The news that Ebola had landed in Dallas, while anticipated in an abstract sense by the medical community, was little surprise to some in Dallas’ African immigrant community. Dallas is home to a vibrant African immigrant population, many of them well-educated West Africans who have escaped the poverty of their ancestral homes to build new lives in the U.S, often as healthcare workers or small business owners. The community includes between 5,000 and 10,000 Liberians, according to one Liberian community group, many of whom regularly return to the African country that has been worst hit by the disease. Carolyn Woahloe, head of the Dallas Liberian Nurses Association told KXAS, the Dallas NBC affiliate: “We have people going and coming every day, so like I said, this is shocking, because they take all the necessary precautions over there at the airport and even when they get here.”
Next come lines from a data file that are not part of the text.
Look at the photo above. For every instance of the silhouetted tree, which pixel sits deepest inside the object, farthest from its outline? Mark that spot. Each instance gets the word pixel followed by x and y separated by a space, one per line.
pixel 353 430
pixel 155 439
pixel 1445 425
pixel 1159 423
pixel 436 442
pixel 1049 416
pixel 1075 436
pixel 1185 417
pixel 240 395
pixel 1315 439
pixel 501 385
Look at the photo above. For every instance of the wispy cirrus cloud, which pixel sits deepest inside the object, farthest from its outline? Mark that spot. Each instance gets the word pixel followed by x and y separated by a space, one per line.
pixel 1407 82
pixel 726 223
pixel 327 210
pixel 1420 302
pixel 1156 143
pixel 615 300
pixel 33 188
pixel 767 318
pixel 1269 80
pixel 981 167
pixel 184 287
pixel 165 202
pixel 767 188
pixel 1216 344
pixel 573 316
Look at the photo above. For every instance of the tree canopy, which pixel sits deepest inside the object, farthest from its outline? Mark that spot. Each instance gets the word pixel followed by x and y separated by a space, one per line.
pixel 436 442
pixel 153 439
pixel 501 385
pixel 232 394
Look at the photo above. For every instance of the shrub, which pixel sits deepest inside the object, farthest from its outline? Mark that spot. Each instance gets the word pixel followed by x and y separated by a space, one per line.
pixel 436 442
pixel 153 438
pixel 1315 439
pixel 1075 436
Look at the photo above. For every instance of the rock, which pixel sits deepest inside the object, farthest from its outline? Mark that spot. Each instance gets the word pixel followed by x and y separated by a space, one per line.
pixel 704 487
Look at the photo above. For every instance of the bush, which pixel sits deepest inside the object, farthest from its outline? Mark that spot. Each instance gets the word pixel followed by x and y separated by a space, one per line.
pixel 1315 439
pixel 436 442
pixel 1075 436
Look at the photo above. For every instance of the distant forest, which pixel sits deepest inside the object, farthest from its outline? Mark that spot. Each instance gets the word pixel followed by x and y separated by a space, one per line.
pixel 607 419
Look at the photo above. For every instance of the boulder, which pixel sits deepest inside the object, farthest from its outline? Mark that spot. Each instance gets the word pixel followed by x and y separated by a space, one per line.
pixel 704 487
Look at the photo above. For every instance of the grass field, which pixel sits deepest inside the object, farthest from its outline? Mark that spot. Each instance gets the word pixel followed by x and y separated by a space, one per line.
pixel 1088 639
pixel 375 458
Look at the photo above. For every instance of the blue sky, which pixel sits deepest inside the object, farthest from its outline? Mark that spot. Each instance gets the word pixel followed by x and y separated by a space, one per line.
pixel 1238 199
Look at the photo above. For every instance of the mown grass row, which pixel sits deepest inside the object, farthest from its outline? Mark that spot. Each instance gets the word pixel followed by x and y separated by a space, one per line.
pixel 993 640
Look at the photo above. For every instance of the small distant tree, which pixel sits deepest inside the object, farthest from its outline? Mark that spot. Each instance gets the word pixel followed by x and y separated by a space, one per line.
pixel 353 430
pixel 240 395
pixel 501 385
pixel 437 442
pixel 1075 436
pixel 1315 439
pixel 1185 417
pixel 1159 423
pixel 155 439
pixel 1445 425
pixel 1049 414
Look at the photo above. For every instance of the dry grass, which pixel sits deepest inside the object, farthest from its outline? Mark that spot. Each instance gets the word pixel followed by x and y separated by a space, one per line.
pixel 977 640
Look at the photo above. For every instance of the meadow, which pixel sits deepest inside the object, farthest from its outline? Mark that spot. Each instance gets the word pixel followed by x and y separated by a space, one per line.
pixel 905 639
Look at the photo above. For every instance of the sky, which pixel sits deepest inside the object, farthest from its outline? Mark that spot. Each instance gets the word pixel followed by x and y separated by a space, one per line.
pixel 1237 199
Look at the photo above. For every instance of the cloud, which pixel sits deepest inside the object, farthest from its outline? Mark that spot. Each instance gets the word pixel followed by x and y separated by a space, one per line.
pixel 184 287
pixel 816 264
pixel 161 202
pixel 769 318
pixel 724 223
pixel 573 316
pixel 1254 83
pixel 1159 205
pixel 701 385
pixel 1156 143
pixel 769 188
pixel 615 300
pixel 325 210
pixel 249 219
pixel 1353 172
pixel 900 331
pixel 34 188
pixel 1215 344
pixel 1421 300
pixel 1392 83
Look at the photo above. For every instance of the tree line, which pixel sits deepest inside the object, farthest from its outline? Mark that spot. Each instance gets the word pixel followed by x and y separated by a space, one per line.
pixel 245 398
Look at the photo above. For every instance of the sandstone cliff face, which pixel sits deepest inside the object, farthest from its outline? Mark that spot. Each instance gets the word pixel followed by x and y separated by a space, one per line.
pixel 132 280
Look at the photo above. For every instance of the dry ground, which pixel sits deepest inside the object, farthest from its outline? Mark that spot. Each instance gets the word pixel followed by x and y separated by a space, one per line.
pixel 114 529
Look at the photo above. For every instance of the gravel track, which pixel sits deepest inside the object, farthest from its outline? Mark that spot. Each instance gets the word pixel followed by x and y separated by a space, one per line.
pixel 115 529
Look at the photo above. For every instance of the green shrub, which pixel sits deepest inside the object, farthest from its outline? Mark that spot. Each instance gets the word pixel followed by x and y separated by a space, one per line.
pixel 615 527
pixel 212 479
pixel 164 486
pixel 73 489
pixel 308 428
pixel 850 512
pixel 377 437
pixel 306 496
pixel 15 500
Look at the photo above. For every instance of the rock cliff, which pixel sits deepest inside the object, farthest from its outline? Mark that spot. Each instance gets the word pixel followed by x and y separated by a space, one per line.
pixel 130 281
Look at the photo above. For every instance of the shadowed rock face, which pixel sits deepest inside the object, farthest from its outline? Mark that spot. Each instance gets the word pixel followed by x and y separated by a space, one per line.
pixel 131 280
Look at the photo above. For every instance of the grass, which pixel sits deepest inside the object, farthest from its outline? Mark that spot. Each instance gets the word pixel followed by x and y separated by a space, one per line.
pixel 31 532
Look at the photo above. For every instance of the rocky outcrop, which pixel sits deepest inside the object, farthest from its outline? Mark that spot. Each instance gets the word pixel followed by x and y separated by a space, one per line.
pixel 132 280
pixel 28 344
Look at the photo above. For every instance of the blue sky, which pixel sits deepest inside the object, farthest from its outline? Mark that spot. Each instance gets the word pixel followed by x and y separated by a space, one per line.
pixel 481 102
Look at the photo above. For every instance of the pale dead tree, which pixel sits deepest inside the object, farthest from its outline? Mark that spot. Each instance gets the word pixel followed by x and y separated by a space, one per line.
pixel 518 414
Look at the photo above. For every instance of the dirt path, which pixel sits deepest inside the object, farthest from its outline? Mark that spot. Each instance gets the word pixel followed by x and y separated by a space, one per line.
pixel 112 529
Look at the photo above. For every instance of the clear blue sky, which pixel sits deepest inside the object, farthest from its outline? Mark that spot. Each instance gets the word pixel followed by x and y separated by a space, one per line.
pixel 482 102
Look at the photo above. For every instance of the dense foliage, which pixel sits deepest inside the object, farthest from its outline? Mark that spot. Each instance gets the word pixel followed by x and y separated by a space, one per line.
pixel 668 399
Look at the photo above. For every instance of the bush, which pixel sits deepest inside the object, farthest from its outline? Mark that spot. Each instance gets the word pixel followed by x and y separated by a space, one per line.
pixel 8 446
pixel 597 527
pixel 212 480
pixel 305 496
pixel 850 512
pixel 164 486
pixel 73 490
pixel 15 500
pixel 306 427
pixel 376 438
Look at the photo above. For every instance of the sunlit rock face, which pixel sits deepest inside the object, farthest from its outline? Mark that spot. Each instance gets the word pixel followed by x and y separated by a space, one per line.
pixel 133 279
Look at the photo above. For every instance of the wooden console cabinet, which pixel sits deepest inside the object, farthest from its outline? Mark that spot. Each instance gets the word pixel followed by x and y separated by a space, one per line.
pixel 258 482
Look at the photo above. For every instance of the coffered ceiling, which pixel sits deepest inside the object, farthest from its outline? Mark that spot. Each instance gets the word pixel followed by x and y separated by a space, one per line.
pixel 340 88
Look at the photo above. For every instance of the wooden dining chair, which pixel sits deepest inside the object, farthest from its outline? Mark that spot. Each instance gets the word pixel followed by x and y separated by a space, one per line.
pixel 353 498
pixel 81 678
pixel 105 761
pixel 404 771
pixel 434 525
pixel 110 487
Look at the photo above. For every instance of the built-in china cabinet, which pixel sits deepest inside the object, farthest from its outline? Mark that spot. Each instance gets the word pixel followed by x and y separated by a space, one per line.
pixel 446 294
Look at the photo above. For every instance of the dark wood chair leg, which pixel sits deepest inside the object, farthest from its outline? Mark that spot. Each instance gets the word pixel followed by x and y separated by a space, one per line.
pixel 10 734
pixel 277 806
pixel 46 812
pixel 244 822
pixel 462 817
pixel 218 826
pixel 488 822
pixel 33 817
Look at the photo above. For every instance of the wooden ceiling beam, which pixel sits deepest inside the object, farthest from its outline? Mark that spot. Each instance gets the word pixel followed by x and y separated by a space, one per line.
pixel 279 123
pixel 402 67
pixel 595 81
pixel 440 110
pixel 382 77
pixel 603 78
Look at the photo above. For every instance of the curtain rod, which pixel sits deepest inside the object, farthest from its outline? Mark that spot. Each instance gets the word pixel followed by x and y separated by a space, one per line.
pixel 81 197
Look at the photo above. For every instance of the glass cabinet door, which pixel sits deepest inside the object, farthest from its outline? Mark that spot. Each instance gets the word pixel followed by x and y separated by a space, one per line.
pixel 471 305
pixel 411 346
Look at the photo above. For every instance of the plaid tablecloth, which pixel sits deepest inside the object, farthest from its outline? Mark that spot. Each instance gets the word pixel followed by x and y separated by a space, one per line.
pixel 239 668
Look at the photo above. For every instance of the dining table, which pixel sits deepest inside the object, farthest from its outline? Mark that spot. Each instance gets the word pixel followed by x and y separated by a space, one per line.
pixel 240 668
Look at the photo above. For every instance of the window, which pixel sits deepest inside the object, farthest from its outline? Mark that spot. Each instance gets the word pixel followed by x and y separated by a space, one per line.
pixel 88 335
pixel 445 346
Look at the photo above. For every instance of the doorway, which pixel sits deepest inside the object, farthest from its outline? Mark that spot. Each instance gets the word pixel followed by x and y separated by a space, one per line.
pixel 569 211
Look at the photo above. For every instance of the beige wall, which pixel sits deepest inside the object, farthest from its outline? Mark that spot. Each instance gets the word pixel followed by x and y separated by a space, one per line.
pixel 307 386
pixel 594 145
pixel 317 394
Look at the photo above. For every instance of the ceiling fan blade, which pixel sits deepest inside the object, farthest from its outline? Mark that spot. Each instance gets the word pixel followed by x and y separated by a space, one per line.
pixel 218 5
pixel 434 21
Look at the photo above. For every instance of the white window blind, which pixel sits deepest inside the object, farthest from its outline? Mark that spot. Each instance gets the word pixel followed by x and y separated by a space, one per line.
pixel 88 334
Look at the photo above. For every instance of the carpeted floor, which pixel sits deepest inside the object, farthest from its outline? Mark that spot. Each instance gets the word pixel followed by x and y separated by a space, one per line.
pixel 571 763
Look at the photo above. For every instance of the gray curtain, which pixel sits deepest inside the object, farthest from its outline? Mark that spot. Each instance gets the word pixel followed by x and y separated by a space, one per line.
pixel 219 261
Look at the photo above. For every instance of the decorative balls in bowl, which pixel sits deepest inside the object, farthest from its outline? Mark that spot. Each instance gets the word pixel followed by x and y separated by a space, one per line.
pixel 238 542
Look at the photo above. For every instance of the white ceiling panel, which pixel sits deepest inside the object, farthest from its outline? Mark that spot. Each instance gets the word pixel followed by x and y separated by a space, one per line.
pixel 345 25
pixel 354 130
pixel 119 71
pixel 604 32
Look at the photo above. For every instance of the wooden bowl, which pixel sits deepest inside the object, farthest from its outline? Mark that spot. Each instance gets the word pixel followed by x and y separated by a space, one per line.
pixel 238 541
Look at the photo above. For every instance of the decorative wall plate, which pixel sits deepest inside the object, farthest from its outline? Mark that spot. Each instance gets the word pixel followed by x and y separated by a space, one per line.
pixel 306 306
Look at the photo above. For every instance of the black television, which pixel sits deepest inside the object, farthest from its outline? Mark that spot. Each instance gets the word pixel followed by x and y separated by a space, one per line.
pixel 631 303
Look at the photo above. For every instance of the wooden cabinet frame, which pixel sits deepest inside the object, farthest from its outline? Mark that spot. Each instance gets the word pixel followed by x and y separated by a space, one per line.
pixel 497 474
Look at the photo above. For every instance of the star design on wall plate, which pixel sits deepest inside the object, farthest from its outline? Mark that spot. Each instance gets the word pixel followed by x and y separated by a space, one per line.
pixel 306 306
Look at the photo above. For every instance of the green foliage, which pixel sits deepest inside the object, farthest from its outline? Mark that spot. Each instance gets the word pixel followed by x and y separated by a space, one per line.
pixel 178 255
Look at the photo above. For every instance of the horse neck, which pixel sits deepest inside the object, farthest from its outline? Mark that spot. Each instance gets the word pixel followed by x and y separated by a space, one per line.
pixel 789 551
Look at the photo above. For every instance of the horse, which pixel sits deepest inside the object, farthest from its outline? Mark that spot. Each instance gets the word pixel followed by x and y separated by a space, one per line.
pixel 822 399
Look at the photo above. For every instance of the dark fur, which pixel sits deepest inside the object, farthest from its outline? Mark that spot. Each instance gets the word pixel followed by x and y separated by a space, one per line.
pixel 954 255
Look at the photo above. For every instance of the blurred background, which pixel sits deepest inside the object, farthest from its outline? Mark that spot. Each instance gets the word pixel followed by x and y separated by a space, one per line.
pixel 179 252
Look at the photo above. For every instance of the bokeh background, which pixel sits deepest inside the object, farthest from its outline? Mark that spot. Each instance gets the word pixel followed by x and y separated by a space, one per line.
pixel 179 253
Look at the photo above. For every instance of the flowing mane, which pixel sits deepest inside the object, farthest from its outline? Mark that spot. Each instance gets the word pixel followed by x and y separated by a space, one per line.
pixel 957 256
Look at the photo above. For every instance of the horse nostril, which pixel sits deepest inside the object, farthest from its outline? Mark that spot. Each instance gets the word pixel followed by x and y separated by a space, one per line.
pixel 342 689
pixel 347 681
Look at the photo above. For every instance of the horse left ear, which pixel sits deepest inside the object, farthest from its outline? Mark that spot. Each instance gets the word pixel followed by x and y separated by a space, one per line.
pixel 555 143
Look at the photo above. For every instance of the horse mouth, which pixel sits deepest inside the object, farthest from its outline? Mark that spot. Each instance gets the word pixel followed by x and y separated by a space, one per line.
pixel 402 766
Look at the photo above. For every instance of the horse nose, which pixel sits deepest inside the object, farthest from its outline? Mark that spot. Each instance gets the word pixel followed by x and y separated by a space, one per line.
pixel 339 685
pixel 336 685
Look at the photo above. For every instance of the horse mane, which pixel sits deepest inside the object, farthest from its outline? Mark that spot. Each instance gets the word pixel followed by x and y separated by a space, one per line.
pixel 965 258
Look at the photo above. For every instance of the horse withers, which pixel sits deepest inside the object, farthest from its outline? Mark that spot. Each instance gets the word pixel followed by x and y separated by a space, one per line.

But for another established member of the Dallas community, there was a sense of inevitability about this week’s developments. Foday Fofanah has lived in the U.S. for 30 years, and recently returned from his native Sierra Leone after burying his mother. Over the years, he has built up a non-profit, dubbed Sankofa, to help pull his native county out of extreme poverty, and lately he has focused on the impact of Ebola on one of the world’s poorest nations. Sierra Leone has 2,021 cases of the disease and 605 deaths, according to the CDC.

Fofanah told KTVT, the Dallas CBS affiliate, that he wasn’t surprised by the arrival of Ebola in Texas. “There are 5,000 Sierra Leonians in the Dallas area. They know about Ebola,” he said. “I just knew it was bound to happen because people travel every day. It’s a small globe. It was bound to happen.”